The tourists managed just 28 for two in the opening 10-over powerplay - during which Joe Root also scratched away for three from 23 balls before incorrectly reviewing an lbw call.
Gary Ballance's maiden half-century and a quickfire 50 from Eoin Morgan helped repair some of the the damage of the stuttering beginning and post a score that was greater than all but two of England's Ashes totals.
It still did not appear enough as Finch (63) and Warner (46) took early flight. Jordan could have had both, however, inside the first 10 overs.
Ballance should have held on at mid-off when he got two hands to a well-hit drive when Finch was on just eight.

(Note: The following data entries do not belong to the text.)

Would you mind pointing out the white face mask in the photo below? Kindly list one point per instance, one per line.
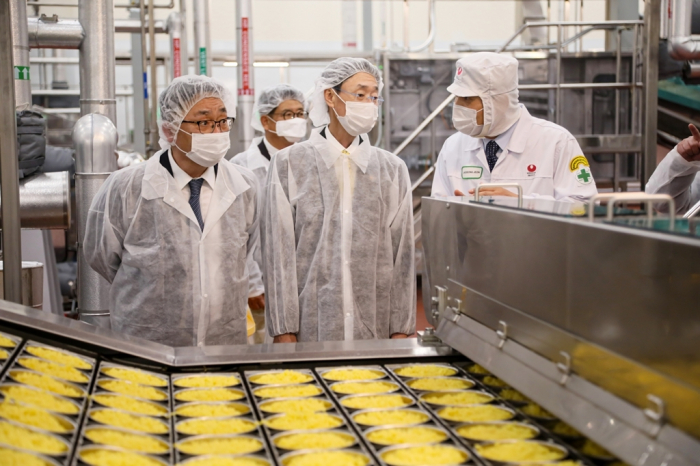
(207, 149)
(359, 118)
(464, 121)
(292, 130)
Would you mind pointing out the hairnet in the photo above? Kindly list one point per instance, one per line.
(181, 95)
(336, 73)
(270, 99)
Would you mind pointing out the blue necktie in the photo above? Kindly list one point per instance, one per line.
(491, 154)
(195, 189)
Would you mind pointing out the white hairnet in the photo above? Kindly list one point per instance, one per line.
(181, 95)
(335, 74)
(270, 99)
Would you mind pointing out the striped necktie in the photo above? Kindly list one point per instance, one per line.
(195, 190)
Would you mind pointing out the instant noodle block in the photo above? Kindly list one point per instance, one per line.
(129, 421)
(457, 398)
(397, 417)
(60, 357)
(325, 458)
(315, 441)
(210, 394)
(207, 381)
(374, 402)
(61, 371)
(361, 388)
(519, 451)
(134, 375)
(213, 426)
(280, 378)
(304, 421)
(288, 391)
(403, 435)
(435, 455)
(440, 384)
(212, 410)
(219, 446)
(502, 431)
(133, 389)
(39, 398)
(127, 440)
(353, 374)
(19, 458)
(483, 413)
(304, 405)
(34, 417)
(426, 370)
(26, 439)
(46, 382)
(104, 457)
(132, 405)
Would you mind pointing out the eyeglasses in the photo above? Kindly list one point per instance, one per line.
(208, 126)
(290, 115)
(365, 98)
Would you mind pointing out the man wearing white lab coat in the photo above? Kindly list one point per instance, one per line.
(678, 174)
(500, 142)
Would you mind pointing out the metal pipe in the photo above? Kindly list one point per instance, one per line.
(12, 18)
(95, 140)
(202, 37)
(682, 45)
(246, 81)
(44, 201)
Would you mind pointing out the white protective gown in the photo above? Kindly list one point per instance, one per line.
(542, 157)
(171, 282)
(678, 178)
(338, 243)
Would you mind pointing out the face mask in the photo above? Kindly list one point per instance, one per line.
(359, 117)
(292, 130)
(464, 121)
(207, 149)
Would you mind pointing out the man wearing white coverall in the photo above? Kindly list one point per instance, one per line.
(337, 224)
(500, 142)
(173, 235)
(678, 174)
(280, 116)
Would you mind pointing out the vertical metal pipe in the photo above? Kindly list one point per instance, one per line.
(9, 189)
(651, 86)
(202, 38)
(246, 79)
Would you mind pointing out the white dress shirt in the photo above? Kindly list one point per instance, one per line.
(182, 181)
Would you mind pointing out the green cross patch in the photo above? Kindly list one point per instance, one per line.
(584, 176)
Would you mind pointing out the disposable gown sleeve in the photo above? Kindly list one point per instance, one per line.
(104, 233)
(403, 283)
(678, 178)
(279, 248)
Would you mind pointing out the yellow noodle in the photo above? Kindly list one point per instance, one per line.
(61, 371)
(26, 439)
(219, 446)
(435, 455)
(39, 398)
(134, 375)
(126, 403)
(315, 441)
(58, 356)
(127, 440)
(215, 426)
(129, 421)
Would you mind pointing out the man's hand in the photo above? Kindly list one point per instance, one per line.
(285, 338)
(257, 303)
(689, 148)
(494, 192)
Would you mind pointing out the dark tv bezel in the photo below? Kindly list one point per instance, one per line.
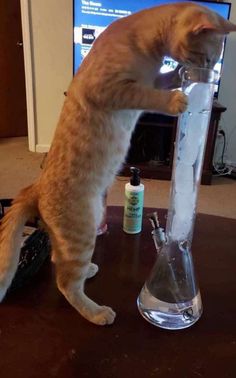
(194, 1)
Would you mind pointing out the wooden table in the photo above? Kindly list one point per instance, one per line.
(41, 335)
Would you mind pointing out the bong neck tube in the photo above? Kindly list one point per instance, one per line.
(170, 297)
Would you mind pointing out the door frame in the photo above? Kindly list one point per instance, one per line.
(27, 46)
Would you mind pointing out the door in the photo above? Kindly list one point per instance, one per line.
(13, 115)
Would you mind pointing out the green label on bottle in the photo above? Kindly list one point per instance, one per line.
(133, 212)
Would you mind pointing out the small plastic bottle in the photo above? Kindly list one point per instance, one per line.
(133, 211)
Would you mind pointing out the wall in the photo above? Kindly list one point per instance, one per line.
(227, 94)
(52, 34)
(52, 38)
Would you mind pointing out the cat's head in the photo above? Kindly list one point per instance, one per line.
(199, 36)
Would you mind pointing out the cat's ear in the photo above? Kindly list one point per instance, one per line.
(220, 25)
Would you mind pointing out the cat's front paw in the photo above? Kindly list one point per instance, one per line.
(178, 102)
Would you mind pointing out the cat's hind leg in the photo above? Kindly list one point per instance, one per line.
(72, 253)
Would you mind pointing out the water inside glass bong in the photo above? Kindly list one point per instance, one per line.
(170, 297)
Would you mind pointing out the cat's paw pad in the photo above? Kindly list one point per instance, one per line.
(178, 102)
(93, 269)
(104, 316)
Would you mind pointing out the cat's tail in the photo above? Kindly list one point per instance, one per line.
(23, 208)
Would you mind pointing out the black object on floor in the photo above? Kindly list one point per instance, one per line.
(34, 252)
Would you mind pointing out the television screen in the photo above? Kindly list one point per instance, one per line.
(92, 17)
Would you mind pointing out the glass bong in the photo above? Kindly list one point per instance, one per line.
(170, 297)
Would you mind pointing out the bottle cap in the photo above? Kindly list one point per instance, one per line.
(135, 179)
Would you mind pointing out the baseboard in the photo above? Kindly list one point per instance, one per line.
(42, 148)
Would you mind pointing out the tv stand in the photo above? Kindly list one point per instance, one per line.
(152, 145)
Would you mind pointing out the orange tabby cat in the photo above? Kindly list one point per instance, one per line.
(116, 81)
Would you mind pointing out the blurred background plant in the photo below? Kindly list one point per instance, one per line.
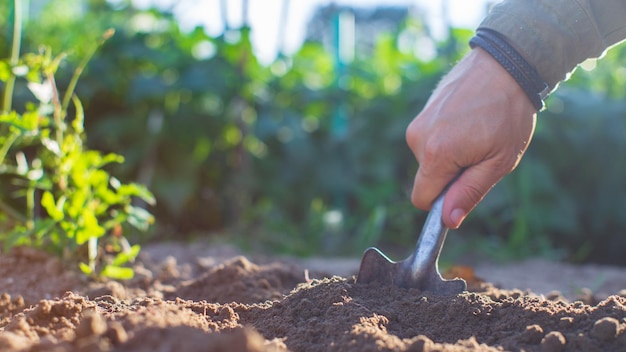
(306, 155)
(59, 196)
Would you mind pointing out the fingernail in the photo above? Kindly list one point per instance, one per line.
(457, 215)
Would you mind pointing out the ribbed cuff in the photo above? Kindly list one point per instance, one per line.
(524, 74)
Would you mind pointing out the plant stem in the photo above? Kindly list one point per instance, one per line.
(12, 212)
(79, 70)
(7, 144)
(15, 54)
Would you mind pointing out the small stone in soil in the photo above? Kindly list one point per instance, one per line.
(605, 329)
(553, 342)
(532, 335)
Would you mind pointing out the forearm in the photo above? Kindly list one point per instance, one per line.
(556, 35)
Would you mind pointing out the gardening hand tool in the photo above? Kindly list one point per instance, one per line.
(420, 270)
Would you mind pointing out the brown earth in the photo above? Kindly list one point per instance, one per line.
(197, 298)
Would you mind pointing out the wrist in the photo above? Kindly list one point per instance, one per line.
(534, 87)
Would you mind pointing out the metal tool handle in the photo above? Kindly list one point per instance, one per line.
(430, 242)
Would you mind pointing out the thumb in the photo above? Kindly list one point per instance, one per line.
(467, 191)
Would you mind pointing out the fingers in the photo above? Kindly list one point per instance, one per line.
(468, 190)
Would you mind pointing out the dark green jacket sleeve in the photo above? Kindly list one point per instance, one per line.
(557, 35)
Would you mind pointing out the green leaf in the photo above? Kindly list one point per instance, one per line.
(54, 211)
(137, 190)
(128, 256)
(118, 272)
(85, 268)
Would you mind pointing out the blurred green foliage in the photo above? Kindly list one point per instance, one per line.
(225, 142)
(58, 195)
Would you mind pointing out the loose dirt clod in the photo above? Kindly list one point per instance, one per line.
(242, 306)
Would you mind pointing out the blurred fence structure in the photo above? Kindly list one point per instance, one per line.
(306, 155)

Warner had also failed to reach double figures when he hammered back a return chance Jordan did well just to get his left hand too.
Searching for their first win of a miserable tour, England's luck was clearly out as chances fell out of reach of fielders and, when it appeared a catch had carried, it was over-ruled with Warner on 22.

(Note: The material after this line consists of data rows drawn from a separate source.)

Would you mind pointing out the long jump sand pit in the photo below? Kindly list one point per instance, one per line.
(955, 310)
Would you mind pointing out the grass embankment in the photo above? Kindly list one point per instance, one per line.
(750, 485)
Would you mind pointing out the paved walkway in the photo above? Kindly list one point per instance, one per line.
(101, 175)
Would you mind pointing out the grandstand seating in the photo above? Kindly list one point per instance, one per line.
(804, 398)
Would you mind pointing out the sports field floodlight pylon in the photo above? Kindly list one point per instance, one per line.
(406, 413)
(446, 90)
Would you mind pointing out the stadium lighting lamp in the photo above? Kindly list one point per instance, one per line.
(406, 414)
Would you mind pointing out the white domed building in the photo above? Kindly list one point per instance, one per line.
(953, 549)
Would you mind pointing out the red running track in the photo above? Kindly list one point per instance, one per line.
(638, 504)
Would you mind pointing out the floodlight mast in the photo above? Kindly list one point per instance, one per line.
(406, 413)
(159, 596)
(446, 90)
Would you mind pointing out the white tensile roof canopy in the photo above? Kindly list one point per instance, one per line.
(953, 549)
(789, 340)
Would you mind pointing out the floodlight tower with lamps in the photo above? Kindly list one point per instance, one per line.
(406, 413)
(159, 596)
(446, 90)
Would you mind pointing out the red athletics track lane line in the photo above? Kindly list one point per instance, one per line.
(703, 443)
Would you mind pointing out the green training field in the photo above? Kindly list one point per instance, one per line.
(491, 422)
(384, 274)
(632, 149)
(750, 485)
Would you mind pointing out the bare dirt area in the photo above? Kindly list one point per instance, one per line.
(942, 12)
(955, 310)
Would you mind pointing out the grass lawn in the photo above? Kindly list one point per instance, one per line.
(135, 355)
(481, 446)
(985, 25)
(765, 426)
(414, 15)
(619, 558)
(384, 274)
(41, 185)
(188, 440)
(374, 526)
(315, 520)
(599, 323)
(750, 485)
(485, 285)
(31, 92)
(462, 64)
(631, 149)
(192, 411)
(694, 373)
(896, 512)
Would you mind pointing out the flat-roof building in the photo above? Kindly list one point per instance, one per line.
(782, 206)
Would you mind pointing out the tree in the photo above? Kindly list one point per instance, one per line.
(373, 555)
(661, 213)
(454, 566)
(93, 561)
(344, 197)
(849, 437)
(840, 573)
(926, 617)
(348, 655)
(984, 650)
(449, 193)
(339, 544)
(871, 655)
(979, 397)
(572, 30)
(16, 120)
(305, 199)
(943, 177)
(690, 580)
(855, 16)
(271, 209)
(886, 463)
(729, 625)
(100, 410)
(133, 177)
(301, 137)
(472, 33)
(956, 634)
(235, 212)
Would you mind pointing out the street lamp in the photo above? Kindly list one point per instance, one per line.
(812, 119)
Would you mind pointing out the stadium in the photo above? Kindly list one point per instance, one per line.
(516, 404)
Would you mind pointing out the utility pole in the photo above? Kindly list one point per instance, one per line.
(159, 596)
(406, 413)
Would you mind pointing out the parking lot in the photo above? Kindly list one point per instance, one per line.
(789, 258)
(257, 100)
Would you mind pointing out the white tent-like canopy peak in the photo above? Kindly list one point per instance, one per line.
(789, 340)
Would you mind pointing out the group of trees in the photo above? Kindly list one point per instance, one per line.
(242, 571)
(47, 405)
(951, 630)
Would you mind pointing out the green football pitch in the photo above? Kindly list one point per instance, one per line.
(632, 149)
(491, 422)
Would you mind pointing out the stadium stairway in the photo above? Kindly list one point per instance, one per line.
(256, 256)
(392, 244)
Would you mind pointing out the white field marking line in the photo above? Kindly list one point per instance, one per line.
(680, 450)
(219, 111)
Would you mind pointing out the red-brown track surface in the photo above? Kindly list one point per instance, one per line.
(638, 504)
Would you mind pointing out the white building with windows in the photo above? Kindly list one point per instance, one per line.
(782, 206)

Even when Finch brought up his 50, from 47 balls, it owed to more England calamity.
His straight drive cannoned off the stumps and out of the reach of a diving Jordan to reach the ropes, and a ragged performance was starting to set in.
After winning the toss Cook lasted just four balls before edging behind from McKay, after he had already survived a strong lbw shout from the first delivery of the day.
Root simply failed to get going before burning England's review when McKay - whose initial five-over spell was two for 11 - swung one into his front pad.
Bell showed some fluency in reaching 41, before missing a slog sweep off Xavier Doherty, and it took Morgan - one of four England players included who were not involved in the 5-0 whitewash - to provide some urgency alongside Ballance in an 83-run stand for the fourth wicket.
His half-century came from 46 balls, but from his next delivery Morgan picked out Nathan Coulter-Nile, one of two fielders at cover, off Glenn Maxwell's gentle spin.
Morgan's exit was untimely, just four overs before the batting powerplay, during which England again struggled to impose themselves.
They scored 24 runs during it and also lost Ravi Bopara when he could only help a Coulter-Nile short ball through to wicketkeeper Brad Haddin.
Ballance continued to be the guiding force and brought up his first England half-century, in any format, from 69 balls.
Stokes was sent in ahead of Buttler - left to his 'finishing' duties - and smacked 21 from 20 balls before being bowled slogging at James Faulkner.
Ballance survived a drop chance on 74 when Doherty put him down at third man off McKay, but when the same set of circumstances played out three balls later the Australia spinner held on.
When Buttler (34 not out) was inserted he provided the hitting England required, with some help from Tim Bresnan, as they took 40 from the last four overs.